All data analyses were conducted using the statistical software R v3.3.061. Samples below 2000 reads (n = 146, 7.5%) were omitted from the analysis. Sequencing and taxonomy data handling, genus-level agglomeration, alpha diversity (analyzed using Shannon index), and beta diversity (analyzed using Bray–Curtis62 and weighted UniFrac63 distances) estimates were done using the R-package phyloseq64. Samples from children with/without asthma were divided evenly across batch variables (extraction tray, sequencing run). Bootstrap richness estimates were computed as sample-wise median number of OTUs in 100 resamples with replacement at 2000 or 10,000 reads. Differences in alpha diversity were tested using Wilcoxon’s rank-sum tests or linear mixed-effects models when analyzing repeated measures from the same child, using child ID as random intercept, with the effect of time-point calculated as a single-term deletion65. Differences in beta diversity were tested using permutational multivariate analysis of variance (PERMANOVA)66 with 10,000 permutations.
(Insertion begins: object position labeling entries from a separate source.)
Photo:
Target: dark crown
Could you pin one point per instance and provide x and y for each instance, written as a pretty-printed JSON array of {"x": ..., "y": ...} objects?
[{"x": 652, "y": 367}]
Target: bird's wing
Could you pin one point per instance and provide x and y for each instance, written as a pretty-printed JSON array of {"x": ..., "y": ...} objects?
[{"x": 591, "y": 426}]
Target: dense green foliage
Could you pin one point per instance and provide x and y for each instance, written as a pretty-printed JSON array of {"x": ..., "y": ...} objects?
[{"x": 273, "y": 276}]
Differential abundance was tested with Cox proportional hazards regression models using time to asthma diagnosis as outcome, after filtering genera (≥10% presence, ≥0.01% mean relative abundance) and log-transforming relative abundances, using half the lowest nonzero value as a pseudocount. Multiple inference was controlled using the Benjamini–Hochberg FDR approach (q values). We used PLS67 modeling of asthma by age 6 years as a binary variable using log-transformed, z-scaled relative abundances of genera. PLS is a statistical modeling framework specifically well suited for dealing with highly collinear or redundant feature data matrices and excels in situations where the number of features/variables (p) are high or even greater than the number of observations (n). Similar to, for example, principal component analysis (PCA), features are combined to components via loadings on the original variables, but in a supervised manner to maximize covariance with an outcome, which can be univariate or multivariate. We selected the optimum number of input variables using repeated 10-fold cross-validation of the area under the curve (AUC) statistic to avoid overfitting. The final model was chosen by the highest median AUC value. The predicted values of left out folds were combined to form a bacterial asthma score. Relative importance per taxon was calculated as the median taxon loadings across folds divided by the sum of these median loadings. Associations between the bacterial asthma score and asthma were calculated using Cox proportional hazards regression. The models were not influenced by inclusion of batch variables. Immune mediator concentrations were standardized, total sum normalized per sample, log transformed, and z-scored before further analysis. Missing immune mediator values (1.2%) were imputed using the k-nearest-neighbors algorithm68 prior to normalization. Immune mediators were analyzed in relation to the bacterial asthma score using linear models and cross-validated sparse PLS as described above, adjusted for other bacteria using PCA with four components. Causal mediation analysis was conducted in a model structure with the bacterial asthma score as the predictor, the immune mediator score as mediator and asthma as the outcome69. A significance level of 0.05, using two-sided p values, was used in all analyses, except PERMANOVA, which is one-sided by design.